张良听见她这么说立刻就皱了眉头,“怎了?”他知道有身的妇人脾性会与平日有很大的不一样,但是以往昭娖发脾气从来都不会拿肚子里的孩子来说事。今天却说孩子保不住?
“怎了?我还要问你怎了!”昭娖回身就要将张良从榻上推下去,“孩子在我肚子里没过过几天安稳日子,怀胎一月荥阳大饥,二三月我跟着你在齐楚之间奔波。我多担心这孩子保不住你知道吗?”昭娖说着想起一路上的担心受怕,再也按捺不住心中的委屈。原本推搡张良的手也变成拳头打在他身上。
“现在你还要我去关中!你分明就是要我母子活不下去!”昭娖的拳头落在张良身上,她一脚都踹过去要赶他走。
“去关中?”张良听见昭娖的话心中奇怪,伸手抓住昭娖的手腕,没想到她双手被擒,脚也没闲着,一脚就踹在他大腿上。即使隔了好几层布料,那一脚挨下来也疼的够呛。
张良吸了一口冷气,双手抓在昭娖双腕上,“阿娖,我何时要你去关中了!”
“你嫌弃我拖累你了,是不是?!”昭娖却不回答他,一脚踹在他大腿上后就要挣脱张良加在双腕上的桎梏。她扭动着双臂,挣的额头上一层薄汗“你嫌弃我母子,我也不会不知羞臊的继续留下来。我和你和离便是!我回郢都,我回会稽去!”

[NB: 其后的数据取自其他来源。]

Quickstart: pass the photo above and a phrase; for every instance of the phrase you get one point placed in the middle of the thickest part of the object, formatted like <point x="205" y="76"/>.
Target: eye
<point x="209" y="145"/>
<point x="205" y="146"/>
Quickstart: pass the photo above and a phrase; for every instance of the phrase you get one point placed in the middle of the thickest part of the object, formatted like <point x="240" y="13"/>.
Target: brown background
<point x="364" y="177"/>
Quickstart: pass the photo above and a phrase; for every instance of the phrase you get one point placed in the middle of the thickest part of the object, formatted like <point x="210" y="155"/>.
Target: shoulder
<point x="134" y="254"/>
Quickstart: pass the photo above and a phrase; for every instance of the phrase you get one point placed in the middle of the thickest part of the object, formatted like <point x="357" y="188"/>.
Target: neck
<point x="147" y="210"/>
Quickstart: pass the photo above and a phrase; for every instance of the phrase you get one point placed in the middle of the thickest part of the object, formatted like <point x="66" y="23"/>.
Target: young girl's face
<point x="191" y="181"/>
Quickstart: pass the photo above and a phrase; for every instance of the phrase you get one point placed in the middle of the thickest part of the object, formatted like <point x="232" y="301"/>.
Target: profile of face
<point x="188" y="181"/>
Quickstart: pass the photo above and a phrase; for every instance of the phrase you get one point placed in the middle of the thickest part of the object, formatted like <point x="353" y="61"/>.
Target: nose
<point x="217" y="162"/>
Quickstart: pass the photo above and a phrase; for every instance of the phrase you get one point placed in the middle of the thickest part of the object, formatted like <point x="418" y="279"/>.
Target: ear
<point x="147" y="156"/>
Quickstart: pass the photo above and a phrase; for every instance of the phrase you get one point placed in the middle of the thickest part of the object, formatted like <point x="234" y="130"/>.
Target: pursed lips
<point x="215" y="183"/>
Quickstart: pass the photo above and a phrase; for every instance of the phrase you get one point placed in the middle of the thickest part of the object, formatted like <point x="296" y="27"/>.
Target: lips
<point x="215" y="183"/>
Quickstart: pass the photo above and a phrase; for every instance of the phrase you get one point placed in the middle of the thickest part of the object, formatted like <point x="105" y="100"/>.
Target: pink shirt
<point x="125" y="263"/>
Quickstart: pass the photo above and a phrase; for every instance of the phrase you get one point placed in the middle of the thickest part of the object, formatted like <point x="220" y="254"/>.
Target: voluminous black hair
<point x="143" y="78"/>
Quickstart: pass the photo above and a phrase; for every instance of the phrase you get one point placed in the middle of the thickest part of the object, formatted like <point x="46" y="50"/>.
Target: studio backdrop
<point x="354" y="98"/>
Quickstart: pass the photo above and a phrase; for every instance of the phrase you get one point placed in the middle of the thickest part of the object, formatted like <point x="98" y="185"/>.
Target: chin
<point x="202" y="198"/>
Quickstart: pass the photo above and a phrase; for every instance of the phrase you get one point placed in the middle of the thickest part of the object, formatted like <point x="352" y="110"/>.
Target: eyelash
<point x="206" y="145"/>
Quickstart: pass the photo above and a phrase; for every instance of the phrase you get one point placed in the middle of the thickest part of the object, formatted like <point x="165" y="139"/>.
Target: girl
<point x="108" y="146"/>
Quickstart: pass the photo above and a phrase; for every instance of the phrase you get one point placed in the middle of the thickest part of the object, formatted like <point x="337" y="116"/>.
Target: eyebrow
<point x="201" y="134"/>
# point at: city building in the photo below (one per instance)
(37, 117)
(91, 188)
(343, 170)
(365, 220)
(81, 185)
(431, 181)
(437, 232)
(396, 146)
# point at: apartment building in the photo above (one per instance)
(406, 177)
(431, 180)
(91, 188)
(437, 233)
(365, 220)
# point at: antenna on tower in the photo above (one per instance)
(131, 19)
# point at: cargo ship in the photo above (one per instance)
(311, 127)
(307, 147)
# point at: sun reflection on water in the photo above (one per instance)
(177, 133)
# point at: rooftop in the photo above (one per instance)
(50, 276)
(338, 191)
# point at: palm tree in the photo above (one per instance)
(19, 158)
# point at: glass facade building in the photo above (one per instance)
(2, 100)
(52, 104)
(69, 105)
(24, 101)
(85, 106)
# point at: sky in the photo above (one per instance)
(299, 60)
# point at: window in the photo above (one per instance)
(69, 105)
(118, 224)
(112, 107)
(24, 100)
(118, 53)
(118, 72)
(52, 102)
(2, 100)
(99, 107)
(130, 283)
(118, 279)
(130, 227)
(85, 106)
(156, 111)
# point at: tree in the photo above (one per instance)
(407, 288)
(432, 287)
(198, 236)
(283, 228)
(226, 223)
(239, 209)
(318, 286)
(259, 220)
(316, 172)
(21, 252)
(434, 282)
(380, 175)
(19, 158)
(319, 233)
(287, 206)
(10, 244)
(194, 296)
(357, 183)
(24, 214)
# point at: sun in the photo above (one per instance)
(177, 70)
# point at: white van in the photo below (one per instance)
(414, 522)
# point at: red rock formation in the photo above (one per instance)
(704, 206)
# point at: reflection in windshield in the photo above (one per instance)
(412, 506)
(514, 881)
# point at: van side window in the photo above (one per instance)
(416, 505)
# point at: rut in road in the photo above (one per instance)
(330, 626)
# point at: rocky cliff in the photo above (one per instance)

张良见她狂语间越说越不像话,干脆一捞就将她抱在怀里。
“我没有要阿娖你去关中。关中距离宛县千里迢迢,花费时间不错,对你和腹中孩儿有何益处?”张良把昭娖抱在怀中,不知道她的怒意从何而来。更加不知道她为何说自己要送她回关中去。
昭娖在他怀中,胸口随着急促的呼吸剧烈起伏。突然她脸上表情变的痛苦起来,她蜷缩起身子,手伸向自己隆起的腹部。
“痛……”她脸色苍白,身子蜷缩起来,“孩子……我的孩子……”昭娖双手护住肚子声音痛苦。
“阿娖,阿娖!”张良看着怀中的人痛苦蜷缩起来,平日里的冷静全部消失无影。他紧紧抱住昭娖,嘶声力竭“来人!快来人!唤疾医——!!”
外头的军士听见帐中的大喊,赶紧入帐来看,发现张良怀中紧紧抱着一个妇人,妇人脸色苍白。一看这架势,军士也不敢有任何的怠慢赶紧去叫疾医。
军中上工几乎是被军士们架着一路拖进营帐里。
张良袖着双手,看着疾医为昭娖针灸施药。他的脸色苍白毫无血色,袖中的双手都在发抖。
他看着昭娖的衣裳被解开,上工手中施针刺于穴道,昭娖躺在榻上被汗水打湿的长发贴在脸颊上。施针完毕后,医者起身,令侍童取来竹片和刀笔。
张良见医者将药方写好,赶紧问“上工,内子如何?”
“妇人痛胎。胎气动矣。”疾医让侍童去准备药物后回答道。
张良听了面上一怔,赶快又问道“那眼下如何?”
“已无恙,不过重身妇人脾性本就无常,激怒之下动了胎气。此事以后莫要再有。”疾医答道。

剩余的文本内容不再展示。